祇園南海と書 その1

 

    井関越(いぜきこえ)街道は、尾崎を起点に黒田、石田を抜け、桑畑(くわばた)を通り、井関峠を越えて和歌山市六十谷(むそた)に至る街道です。その道を桑畑の集落から井関峠側に進むと滝の池があり、その南の崖(がけ)に「憩(けい) 望(ぼう) 岩(がん)」の大きな文字が刻まれています。

    昭和4(1929)年刊行の『大阪府史蹟名勝(しせきめいしょう)天然記念物 第四冊』には、その文字が祇園南海(ぎおんなんかい)の書と伝えられていること、想像すると祇園南海が、泉州と和歌山を行き来する途中、しばしば滝の池のほとりで体を休め、良い景色を褒めたたえ、ついに崖壁に「憩 望 岩」の3文字を刻んだのではないか、と記されています。

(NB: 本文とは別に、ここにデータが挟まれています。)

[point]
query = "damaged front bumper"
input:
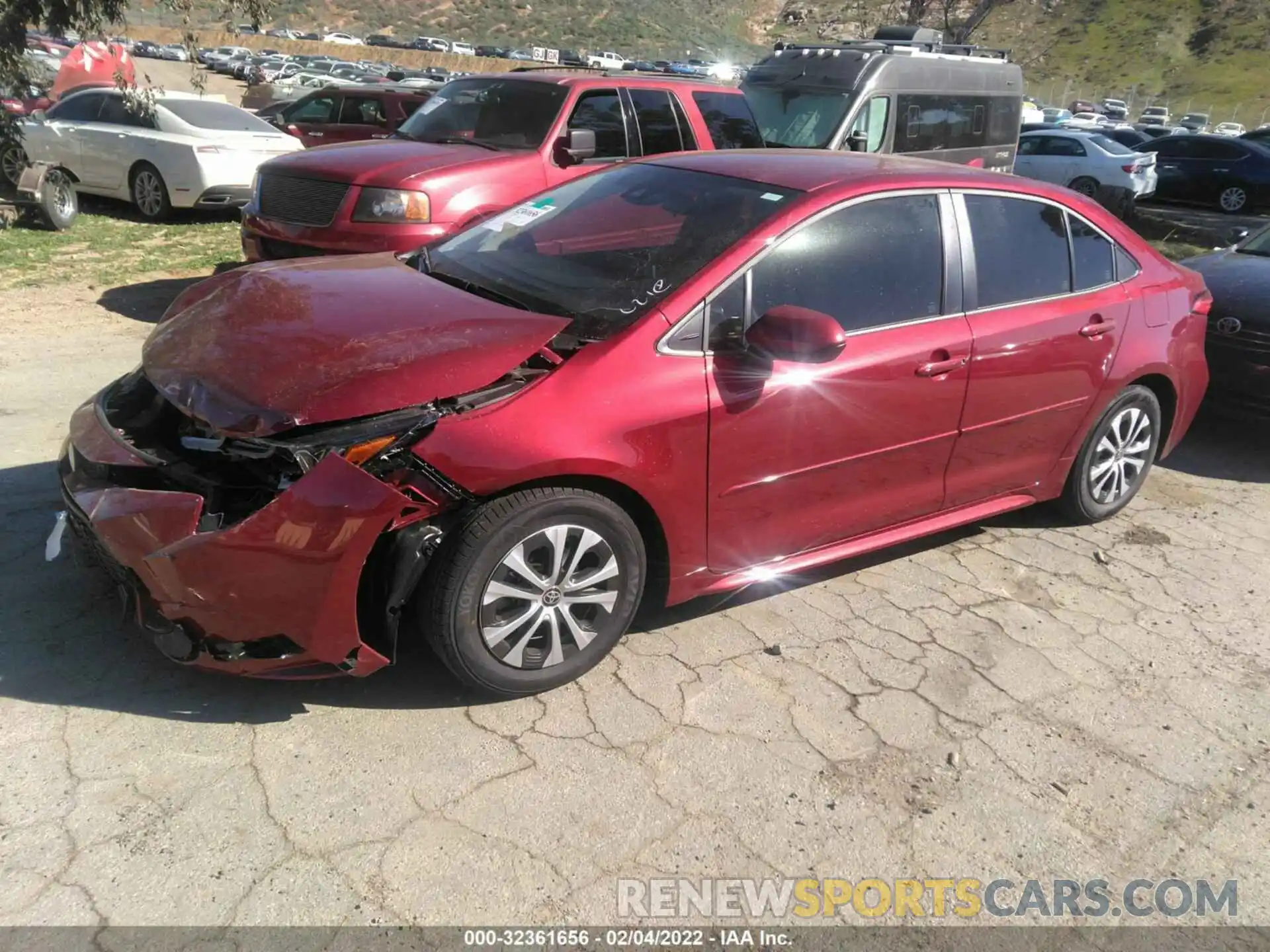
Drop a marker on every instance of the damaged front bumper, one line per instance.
(272, 590)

    また、同書には、桑畑から井関峠側に3町(ちょう)行った井関川中流の崖にも祇園南海の書「兎(と) 遊(ゆう) 岩」があったが、激流に流され「兎(うさぎ)」の1字が残るのみである、と記されています。

    次回は祇園南海について述べます。

 

    憩:休む。

    望:遠くをながめる。

    岩:切り立った崖。岩は山かんむりに品。「環境依存文字」で、視覚障がいがある方の 『音声読み上げソフト』に対応しません。

    町:1町は約109m。